Thurs: evolution likelihood

Back to writing for today.  Working on discussion of non-nested models. Looking at the reverse comparison, can get the reverse p value.  The case of OU.3 vs the OU.4 model doesn’t show either test to be significant at the 95%  confidence level,but the case of OU.3 vs OU.15 (lets every species in the top two clades be unique) does:

The reverse p value easily rejects this silly OU.15 model, though AIC vastly prefers it. Perhaps this would be a better example to start with then the OU.4 case?  Doesn’t have the same convergence issues as the all-diff (OU.23) model, and has a clearer conclusion than the OU.4 choice…

This raises an interesting question though: should a model be preferred because it is rejected in one test and not rejected in the reverse test (at some chosen confidence level), or should it be chosen as the one having the higher likelihood?  For instance, these two choices can theoretically disagree:

The curve to the left has a higher probability for the observed LR, but a lower p-value when treated as the null.

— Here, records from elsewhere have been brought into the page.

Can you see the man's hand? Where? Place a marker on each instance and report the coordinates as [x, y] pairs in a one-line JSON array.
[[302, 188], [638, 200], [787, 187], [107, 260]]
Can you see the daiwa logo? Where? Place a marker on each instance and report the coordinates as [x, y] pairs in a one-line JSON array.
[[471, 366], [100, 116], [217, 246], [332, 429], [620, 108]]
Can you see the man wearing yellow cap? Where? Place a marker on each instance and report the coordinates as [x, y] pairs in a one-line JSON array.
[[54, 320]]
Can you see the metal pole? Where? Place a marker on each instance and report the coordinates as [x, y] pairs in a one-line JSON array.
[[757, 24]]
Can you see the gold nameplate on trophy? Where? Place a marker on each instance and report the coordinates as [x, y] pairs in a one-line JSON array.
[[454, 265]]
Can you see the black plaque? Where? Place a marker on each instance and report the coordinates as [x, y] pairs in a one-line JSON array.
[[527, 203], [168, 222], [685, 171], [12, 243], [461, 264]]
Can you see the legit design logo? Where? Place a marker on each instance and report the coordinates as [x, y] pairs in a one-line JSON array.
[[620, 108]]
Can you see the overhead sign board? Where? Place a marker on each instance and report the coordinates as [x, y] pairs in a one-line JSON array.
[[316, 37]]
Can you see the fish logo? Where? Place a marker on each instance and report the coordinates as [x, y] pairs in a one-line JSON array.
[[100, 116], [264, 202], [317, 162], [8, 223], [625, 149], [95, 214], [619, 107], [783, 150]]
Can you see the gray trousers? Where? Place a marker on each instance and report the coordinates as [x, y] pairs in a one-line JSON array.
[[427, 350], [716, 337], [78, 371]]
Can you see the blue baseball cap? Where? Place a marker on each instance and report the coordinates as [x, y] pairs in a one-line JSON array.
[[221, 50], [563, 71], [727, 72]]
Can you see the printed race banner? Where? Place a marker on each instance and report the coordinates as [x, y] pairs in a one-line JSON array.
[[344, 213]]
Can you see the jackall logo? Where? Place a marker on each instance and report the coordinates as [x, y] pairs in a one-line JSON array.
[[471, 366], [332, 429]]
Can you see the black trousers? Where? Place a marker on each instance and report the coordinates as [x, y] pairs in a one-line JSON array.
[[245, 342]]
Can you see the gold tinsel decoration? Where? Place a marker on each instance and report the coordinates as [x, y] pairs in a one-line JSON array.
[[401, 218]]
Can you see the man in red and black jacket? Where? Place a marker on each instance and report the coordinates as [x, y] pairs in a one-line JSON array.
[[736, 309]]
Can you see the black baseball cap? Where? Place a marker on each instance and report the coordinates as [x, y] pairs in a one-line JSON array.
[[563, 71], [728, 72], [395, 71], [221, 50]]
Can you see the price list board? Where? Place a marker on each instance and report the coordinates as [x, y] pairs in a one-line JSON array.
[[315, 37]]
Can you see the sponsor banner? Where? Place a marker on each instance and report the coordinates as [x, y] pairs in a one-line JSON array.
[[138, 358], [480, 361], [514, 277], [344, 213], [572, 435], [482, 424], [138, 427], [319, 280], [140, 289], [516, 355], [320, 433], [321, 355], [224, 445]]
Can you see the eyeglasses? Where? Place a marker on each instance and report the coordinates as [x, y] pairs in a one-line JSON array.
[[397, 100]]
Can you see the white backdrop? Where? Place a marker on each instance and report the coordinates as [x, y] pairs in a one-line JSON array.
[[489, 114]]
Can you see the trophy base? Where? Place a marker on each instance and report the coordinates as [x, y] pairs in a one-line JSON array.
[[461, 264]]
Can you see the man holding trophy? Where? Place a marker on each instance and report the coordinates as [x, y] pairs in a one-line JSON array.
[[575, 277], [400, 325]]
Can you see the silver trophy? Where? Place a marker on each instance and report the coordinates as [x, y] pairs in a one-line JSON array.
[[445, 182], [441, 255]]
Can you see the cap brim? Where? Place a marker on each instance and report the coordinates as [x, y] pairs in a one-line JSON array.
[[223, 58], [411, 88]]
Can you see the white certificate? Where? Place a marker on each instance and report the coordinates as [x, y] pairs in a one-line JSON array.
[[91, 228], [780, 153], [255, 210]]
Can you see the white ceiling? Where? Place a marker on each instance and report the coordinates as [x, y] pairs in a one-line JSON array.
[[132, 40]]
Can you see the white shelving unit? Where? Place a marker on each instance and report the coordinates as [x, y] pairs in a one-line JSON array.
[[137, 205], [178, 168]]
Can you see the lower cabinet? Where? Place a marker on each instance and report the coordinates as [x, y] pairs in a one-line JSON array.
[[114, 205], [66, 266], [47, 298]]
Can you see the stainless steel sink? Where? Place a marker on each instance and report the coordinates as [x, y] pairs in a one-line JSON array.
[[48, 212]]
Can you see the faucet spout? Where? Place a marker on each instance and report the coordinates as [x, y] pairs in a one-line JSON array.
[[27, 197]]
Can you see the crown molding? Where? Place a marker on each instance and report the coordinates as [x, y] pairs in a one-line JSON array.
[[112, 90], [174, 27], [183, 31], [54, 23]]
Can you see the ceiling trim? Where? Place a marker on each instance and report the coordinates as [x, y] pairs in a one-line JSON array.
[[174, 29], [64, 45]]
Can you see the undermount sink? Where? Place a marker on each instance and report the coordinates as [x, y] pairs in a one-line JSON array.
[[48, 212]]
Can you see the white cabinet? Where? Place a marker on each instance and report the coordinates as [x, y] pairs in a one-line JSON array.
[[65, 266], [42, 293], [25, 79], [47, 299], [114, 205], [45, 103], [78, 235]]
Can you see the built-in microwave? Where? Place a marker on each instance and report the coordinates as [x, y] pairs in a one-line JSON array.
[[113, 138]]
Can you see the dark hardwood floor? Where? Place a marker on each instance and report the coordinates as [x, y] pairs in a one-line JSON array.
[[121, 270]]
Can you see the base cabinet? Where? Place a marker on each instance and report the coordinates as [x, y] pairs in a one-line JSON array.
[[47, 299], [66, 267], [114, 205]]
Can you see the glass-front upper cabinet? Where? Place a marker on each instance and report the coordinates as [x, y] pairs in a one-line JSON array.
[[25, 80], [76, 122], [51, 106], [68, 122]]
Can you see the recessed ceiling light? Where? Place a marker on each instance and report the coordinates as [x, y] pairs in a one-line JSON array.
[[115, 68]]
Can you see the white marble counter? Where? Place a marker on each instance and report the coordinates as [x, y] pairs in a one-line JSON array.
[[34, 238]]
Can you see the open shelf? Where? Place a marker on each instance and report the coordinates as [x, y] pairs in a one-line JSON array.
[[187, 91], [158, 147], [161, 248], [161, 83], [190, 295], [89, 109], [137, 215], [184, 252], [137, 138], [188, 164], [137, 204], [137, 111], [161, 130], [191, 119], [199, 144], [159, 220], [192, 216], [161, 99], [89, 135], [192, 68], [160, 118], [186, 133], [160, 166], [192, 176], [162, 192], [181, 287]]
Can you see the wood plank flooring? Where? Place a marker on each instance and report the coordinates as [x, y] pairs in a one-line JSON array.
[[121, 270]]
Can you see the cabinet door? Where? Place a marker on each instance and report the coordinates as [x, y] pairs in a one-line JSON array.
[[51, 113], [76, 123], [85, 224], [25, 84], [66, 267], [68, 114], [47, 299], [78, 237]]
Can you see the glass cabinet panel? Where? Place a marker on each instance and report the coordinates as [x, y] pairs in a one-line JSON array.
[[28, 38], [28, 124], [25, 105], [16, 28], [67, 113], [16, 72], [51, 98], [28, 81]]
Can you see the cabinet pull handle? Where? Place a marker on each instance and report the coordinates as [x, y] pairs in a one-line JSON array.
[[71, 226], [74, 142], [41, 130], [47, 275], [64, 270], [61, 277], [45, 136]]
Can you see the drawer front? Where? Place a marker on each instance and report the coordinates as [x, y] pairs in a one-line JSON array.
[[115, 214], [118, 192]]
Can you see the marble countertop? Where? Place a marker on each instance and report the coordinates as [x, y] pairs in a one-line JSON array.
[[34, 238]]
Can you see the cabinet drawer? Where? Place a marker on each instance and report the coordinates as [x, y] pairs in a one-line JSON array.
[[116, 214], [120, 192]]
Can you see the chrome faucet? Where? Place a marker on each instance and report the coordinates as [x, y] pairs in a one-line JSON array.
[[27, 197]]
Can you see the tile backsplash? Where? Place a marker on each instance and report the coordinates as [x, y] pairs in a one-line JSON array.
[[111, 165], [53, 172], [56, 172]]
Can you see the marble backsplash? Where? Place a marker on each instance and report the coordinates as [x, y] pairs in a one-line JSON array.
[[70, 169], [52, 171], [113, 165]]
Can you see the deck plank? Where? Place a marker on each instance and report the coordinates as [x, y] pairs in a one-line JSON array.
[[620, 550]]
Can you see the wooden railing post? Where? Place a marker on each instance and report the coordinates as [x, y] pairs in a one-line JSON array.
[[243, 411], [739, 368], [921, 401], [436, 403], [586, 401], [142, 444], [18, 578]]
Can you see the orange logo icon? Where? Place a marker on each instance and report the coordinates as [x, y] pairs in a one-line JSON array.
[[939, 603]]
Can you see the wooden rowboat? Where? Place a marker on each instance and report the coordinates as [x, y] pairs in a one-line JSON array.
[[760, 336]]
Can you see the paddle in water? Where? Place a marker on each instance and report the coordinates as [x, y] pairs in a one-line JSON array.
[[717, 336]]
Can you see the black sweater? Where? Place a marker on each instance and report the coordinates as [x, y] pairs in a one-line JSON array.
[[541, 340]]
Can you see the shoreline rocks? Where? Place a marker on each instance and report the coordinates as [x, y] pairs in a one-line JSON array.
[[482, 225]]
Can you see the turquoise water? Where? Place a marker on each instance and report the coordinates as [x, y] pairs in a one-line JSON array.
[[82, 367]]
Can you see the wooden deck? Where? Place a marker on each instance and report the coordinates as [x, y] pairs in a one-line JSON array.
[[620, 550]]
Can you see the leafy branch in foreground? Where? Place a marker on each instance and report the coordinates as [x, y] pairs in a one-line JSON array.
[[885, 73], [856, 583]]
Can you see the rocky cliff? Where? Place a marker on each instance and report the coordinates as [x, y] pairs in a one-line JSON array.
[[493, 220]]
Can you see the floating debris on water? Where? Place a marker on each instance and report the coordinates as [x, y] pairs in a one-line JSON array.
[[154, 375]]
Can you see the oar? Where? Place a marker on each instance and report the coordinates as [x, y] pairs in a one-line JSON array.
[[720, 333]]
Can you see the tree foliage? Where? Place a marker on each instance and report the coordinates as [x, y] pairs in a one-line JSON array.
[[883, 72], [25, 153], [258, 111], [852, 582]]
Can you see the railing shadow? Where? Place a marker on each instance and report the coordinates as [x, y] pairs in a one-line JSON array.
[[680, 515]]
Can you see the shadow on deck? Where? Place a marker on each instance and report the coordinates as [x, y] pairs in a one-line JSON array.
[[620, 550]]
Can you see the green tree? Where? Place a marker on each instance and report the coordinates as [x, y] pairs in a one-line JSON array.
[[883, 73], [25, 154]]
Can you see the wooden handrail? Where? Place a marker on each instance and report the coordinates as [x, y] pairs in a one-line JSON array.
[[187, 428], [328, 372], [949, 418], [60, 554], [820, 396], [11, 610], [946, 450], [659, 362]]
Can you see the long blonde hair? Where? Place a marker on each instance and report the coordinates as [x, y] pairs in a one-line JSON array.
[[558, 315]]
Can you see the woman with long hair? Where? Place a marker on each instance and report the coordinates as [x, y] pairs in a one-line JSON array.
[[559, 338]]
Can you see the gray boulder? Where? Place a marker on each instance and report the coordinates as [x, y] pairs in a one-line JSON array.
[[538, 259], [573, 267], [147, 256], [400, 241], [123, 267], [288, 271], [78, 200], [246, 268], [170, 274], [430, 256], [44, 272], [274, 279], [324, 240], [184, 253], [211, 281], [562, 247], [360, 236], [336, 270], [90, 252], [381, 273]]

Looking into a clearer opening example such as the OU.15 tree.  Wrote a palette function for the tree (inlikelihoodratio_mansucript_examples.R)

Gives decent example of AIC making the wrong choice, Monte Carlo making a clear different choice, accepting the simpler model with strong degree of information (power).

Unfortunately in this example OU.3 is not nested within this particular painting, even though the ratio is always positive.  Making a nested model tends in most examples of over-parameterized models fit neither very well, i.e. this OU.10 model:

see code commit github: ef36d62.  Hmm, maybe start with some simpler nested-model comparisons.

A clear nested case: OU.1 vs OU.3:

Some Simpler Geiger Examples

Currently cannot run on Gieger fits aren’t fit objects.  A little wrapper function can get around most of this.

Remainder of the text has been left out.